With the efforts of the three teachers and Zheng Ze, the results of this study have shown the application prospects of silicon-based optical metasurfaces in the field of nonlinear nanophotonics. This not only provides new ideas for the practical application of nonlinear optics but also lays a foundation for more in-depth research to follow.

Finally, the related paper was published in Opto-Electronic Advances (IF 14.1) with the title "Third-harmonic generation and imaging with resonant Si membrane metasurface."

Zheng Ze is the first author, and Professor Xu Lei from Nottingham Trent University in the UK and Professor Mohsen Rahmani are the co-corresponding authors.

Next, they will continue to delve deeper into the theoretical aspects, with the aim of enhancing the conversion efficiency of infrared light and continuously reducing the requirements for light source energy in infrared imaging.At the same time, there will be a focus on the integration and multifunctionality of devices, exploring how to combine image signal processing and spectral information extraction, and how to utilize metasurfaces to achieve multifunctional imaging chip devices, thereby better moving towards applications.

Xu Lei continued to say: "Additionally, I would like to mention that everyone has different skills and perspectives on things.
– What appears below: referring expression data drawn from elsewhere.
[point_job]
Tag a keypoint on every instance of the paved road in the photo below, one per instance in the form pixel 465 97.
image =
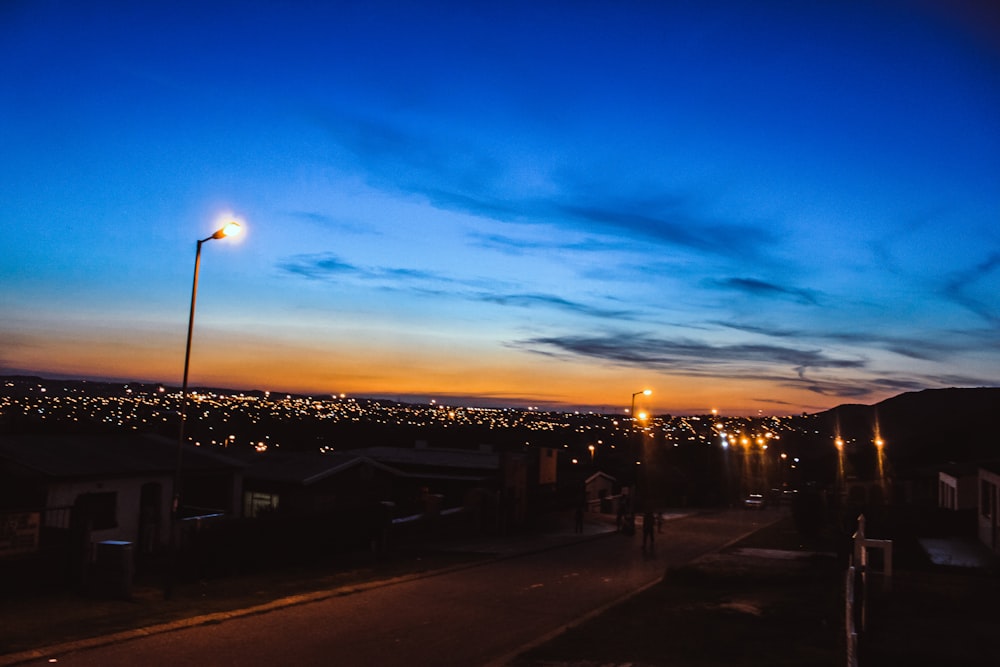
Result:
pixel 472 616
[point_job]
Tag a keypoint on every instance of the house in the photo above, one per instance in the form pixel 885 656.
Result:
pixel 600 490
pixel 115 487
pixel 957 487
pixel 281 482
pixel 988 520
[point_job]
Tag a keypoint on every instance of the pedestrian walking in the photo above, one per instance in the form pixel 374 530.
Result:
pixel 648 529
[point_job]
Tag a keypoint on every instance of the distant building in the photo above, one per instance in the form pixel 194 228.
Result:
pixel 957 487
pixel 989 509
pixel 88 489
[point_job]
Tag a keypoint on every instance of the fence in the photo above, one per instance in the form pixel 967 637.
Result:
pixel 857 586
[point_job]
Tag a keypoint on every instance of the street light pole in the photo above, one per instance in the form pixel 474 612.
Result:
pixel 230 229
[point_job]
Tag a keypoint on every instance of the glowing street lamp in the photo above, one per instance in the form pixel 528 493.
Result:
pixel 229 229
pixel 644 392
pixel 637 455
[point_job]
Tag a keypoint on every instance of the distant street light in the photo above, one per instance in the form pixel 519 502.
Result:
pixel 644 392
pixel 636 455
pixel 230 229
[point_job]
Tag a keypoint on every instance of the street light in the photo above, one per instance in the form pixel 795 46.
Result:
pixel 229 229
pixel 643 392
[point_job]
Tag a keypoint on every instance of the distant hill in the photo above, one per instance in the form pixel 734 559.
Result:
pixel 928 427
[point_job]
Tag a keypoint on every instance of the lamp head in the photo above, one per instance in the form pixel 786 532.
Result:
pixel 230 229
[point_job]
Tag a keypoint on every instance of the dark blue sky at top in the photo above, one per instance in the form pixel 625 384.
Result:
pixel 752 205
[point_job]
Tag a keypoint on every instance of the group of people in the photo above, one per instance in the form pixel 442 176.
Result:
pixel 651 524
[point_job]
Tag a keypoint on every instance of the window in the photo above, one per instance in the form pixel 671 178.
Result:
pixel 987 499
pixel 98 510
pixel 255 504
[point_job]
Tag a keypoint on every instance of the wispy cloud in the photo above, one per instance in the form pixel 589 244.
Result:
pixel 459 176
pixel 925 349
pixel 960 288
pixel 683 355
pixel 326 266
pixel 556 303
pixel 762 288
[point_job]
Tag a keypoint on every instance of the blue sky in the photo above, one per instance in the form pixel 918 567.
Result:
pixel 774 206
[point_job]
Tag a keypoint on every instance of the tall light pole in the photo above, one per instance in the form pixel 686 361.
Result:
pixel 230 229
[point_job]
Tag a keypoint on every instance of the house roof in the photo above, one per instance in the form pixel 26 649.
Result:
pixel 304 467
pixel 113 455
pixel 440 458
pixel 307 468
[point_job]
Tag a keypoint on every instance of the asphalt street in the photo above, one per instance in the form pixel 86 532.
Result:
pixel 479 615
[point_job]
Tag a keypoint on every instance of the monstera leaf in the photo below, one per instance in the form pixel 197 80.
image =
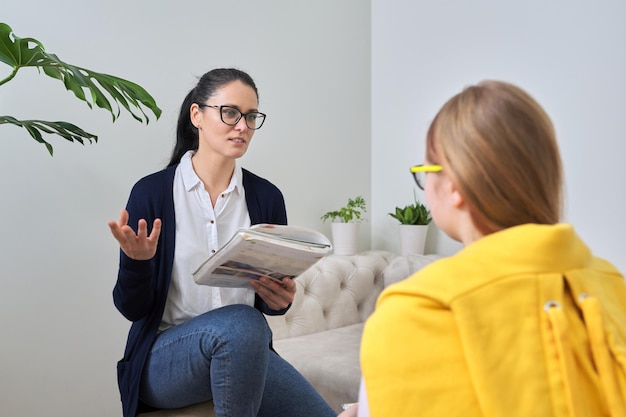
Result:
pixel 89 86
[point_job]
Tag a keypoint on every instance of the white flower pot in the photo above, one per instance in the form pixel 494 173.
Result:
pixel 412 239
pixel 345 238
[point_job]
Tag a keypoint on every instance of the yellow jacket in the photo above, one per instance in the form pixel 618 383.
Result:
pixel 523 322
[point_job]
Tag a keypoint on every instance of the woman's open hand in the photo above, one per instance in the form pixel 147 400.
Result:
pixel 277 295
pixel 138 246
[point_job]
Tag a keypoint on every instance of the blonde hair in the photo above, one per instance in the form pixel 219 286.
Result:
pixel 499 148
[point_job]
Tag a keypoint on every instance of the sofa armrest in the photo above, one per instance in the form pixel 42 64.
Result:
pixel 336 291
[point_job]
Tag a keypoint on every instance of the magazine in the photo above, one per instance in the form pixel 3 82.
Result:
pixel 274 251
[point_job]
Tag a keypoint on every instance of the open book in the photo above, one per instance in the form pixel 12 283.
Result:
pixel 275 251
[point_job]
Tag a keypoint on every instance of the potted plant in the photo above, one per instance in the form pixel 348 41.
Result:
pixel 90 86
pixel 414 220
pixel 345 225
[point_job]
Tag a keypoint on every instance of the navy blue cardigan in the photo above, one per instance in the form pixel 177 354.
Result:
pixel 141 288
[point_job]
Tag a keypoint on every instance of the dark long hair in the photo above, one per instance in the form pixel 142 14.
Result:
pixel 209 83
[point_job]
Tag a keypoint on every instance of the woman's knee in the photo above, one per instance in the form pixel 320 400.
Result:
pixel 239 323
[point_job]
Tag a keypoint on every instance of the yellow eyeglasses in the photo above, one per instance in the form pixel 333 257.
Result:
pixel 418 172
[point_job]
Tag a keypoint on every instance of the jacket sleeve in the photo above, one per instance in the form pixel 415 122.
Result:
pixel 134 292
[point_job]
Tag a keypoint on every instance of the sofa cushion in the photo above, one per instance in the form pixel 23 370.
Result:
pixel 329 360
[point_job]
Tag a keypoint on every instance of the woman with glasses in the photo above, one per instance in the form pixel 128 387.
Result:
pixel 524 320
pixel 190 343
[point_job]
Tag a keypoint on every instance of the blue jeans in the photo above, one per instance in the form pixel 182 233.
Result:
pixel 224 355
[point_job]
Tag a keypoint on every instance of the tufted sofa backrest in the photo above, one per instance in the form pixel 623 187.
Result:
pixel 337 291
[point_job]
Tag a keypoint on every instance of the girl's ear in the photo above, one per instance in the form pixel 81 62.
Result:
pixel 194 114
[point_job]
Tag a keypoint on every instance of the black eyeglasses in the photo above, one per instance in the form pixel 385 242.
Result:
pixel 419 170
pixel 231 116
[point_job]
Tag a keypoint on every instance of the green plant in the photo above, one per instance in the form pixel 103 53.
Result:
pixel 28 52
pixel 349 212
pixel 416 213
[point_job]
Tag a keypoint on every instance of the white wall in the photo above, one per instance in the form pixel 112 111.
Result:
pixel 61 335
pixel 567 54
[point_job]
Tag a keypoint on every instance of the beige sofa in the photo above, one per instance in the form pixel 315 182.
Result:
pixel 321 333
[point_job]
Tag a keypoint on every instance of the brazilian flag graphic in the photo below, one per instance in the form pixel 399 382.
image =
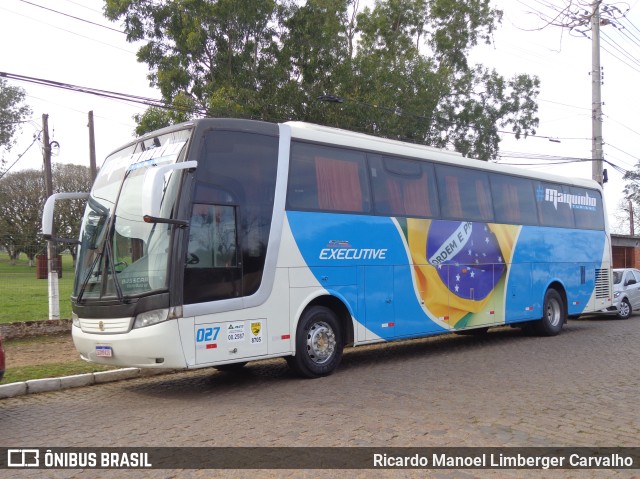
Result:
pixel 459 266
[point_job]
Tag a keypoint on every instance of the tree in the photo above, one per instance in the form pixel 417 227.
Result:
pixel 397 69
pixel 12 113
pixel 22 197
pixel 21 203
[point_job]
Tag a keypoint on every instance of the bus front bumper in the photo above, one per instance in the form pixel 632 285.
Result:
pixel 156 346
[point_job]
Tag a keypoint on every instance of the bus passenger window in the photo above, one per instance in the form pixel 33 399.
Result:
pixel 327 179
pixel 403 187
pixel 212 237
pixel 464 194
pixel 513 200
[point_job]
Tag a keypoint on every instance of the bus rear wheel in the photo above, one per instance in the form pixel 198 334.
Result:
pixel 318 343
pixel 554 315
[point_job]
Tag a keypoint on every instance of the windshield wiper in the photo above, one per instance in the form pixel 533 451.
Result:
pixel 112 265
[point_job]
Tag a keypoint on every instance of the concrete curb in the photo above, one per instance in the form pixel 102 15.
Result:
pixel 27 329
pixel 34 386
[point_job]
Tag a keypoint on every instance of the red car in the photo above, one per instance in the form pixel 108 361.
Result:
pixel 1 360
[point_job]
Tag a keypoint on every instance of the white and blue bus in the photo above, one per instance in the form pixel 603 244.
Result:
pixel 221 241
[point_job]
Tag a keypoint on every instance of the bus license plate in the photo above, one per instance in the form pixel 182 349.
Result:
pixel 104 351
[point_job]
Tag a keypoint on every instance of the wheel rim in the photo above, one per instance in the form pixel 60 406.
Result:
pixel 321 342
pixel 554 312
pixel 624 309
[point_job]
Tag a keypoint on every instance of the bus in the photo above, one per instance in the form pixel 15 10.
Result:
pixel 222 241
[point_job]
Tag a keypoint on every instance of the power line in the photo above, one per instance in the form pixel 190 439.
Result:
pixel 35 138
pixel 72 16
pixel 68 31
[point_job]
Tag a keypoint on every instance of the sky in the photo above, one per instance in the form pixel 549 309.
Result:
pixel 57 47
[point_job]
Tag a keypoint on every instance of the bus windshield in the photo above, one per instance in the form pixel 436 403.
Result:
pixel 121 255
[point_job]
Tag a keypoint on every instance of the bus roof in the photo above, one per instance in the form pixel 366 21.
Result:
pixel 350 139
pixel 336 136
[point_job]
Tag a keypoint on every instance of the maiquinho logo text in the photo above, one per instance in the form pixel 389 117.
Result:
pixel 580 202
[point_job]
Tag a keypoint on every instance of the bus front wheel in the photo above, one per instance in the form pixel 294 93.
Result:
pixel 318 343
pixel 553 315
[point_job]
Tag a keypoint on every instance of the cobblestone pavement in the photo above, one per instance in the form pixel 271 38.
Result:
pixel 580 388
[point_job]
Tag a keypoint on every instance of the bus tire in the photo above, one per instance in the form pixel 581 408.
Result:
pixel 554 315
pixel 318 343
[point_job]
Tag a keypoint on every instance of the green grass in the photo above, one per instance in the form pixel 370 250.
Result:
pixel 43 357
pixel 54 370
pixel 23 297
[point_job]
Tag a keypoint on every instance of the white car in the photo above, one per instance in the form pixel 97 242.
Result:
pixel 626 291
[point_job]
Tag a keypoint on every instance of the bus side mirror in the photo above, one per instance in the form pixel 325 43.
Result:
pixel 153 186
pixel 49 206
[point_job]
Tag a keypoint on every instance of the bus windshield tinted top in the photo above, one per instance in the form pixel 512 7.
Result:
pixel 121 255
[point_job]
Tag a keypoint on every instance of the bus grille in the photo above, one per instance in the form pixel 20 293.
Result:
pixel 603 284
pixel 106 326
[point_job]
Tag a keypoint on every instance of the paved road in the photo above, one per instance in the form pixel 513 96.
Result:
pixel 581 388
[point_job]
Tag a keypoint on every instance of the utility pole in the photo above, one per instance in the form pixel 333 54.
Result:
pixel 52 263
pixel 92 147
pixel 596 96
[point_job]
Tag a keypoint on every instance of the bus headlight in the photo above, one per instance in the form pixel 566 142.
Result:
pixel 149 318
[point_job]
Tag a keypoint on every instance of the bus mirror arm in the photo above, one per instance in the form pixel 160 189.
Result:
pixel 47 212
pixel 153 186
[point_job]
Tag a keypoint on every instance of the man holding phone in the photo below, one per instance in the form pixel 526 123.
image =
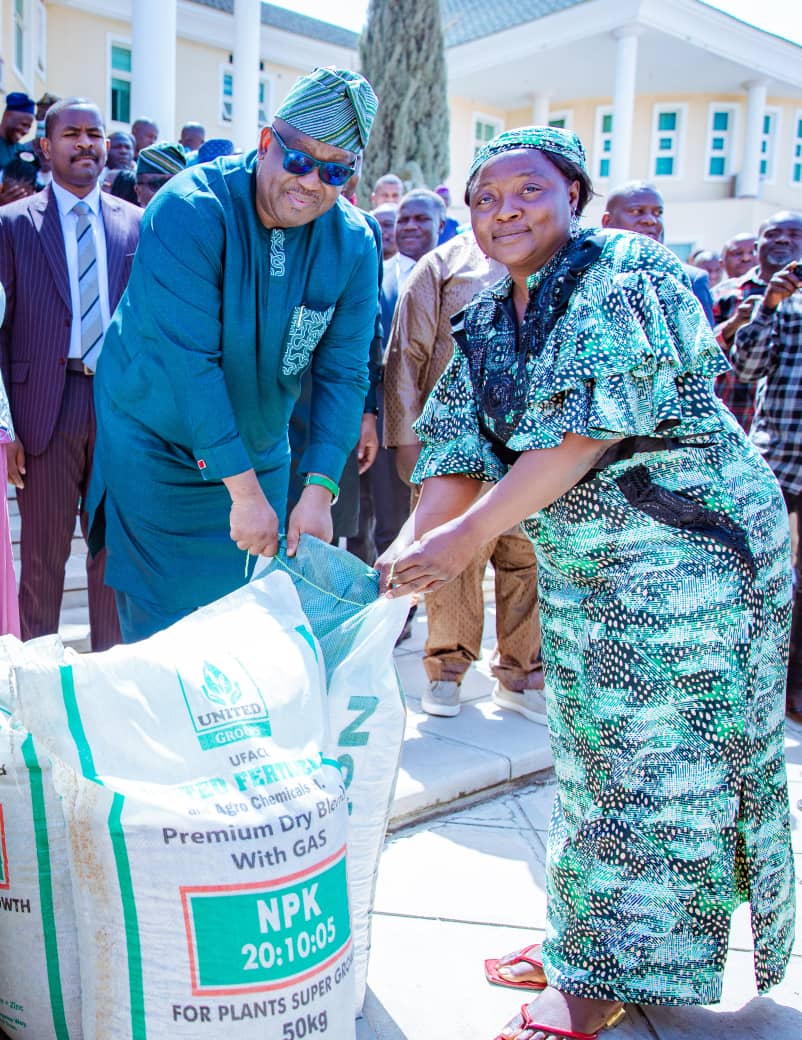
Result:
pixel 768 345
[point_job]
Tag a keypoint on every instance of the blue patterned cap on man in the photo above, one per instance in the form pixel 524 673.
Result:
pixel 161 158
pixel 19 102
pixel 333 105
pixel 555 139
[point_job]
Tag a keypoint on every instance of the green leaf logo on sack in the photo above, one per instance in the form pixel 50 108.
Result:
pixel 218 687
pixel 238 711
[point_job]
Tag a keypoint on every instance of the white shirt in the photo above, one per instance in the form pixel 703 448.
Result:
pixel 66 201
pixel 405 265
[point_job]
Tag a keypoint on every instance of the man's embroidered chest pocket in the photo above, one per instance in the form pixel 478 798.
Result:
pixel 306 330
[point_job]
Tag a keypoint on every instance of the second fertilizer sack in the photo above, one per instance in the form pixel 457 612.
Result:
pixel 207 828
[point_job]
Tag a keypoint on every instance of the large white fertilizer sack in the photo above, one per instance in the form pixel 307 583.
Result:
pixel 357 630
pixel 207 831
pixel 40 983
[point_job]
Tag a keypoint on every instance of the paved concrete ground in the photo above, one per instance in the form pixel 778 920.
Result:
pixel 469 884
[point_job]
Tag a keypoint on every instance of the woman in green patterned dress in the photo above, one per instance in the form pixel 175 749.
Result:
pixel 583 385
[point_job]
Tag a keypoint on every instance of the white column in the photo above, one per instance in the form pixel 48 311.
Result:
pixel 623 103
pixel 748 181
pixel 153 65
pixel 540 107
pixel 244 127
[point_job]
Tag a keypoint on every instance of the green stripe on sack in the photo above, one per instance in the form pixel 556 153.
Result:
pixel 76 724
pixel 133 944
pixel 46 888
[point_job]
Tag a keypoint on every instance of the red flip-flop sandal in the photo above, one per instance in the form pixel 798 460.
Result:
pixel 529 1023
pixel 492 976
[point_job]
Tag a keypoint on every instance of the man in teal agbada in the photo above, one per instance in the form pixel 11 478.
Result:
pixel 250 270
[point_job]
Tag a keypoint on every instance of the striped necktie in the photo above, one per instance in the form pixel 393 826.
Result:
pixel 88 291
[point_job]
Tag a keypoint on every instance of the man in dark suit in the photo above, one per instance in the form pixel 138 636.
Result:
pixel 65 259
pixel 638 206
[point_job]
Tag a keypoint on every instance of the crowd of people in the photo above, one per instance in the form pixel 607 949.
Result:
pixel 209 353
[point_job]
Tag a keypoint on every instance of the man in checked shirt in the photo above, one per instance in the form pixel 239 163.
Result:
pixel 770 346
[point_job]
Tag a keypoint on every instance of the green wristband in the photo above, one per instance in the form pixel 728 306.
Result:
pixel 324 482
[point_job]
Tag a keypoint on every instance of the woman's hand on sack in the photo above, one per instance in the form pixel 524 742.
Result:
pixel 254 524
pixel 428 564
pixel 311 516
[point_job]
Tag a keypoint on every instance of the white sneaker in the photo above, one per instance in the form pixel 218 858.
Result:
pixel 442 698
pixel 529 703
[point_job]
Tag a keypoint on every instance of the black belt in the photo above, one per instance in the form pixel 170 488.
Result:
pixel 76 365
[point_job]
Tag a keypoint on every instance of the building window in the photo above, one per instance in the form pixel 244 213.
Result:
pixel 603 149
pixel 21 29
pixel 485 129
pixel 720 134
pixel 667 132
pixel 120 102
pixel 796 166
pixel 769 144
pixel 227 97
pixel 563 120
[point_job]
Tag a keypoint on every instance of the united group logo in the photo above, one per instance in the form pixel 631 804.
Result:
pixel 225 704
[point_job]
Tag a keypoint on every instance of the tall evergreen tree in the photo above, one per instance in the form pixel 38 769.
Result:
pixel 402 53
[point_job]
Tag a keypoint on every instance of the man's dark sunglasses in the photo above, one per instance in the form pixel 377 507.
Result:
pixel 300 163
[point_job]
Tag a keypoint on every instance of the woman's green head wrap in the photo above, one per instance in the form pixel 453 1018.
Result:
pixel 554 139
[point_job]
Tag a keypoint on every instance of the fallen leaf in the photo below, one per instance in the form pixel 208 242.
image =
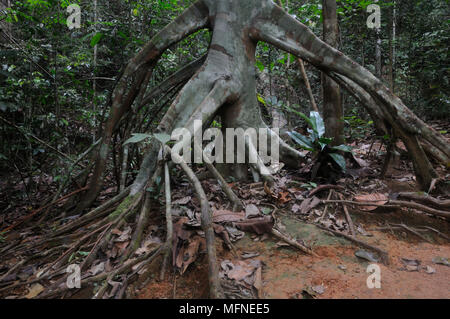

Sometimes a casual remark from a pure experimentalist may inspire an important idea for a theorist." A pure theorist may also play a role in adding the finishing touch to the experimental plan.

Take mathematical research and physical research as an example: There are many different phenomena and mechanisms in physics. However, a mathematician may not pay attention to different phenomena, but directly see the connections between various phenomena and mechanisms from the formulas. At the same time, these connections are often the key points for achieving breakthroughs in physics.

"Sometimes the so-called non-professionals give more profound insights. Therefore, collaborating with people from different knowledge backgrounds is very important for scientific research," Xu Lei concluded.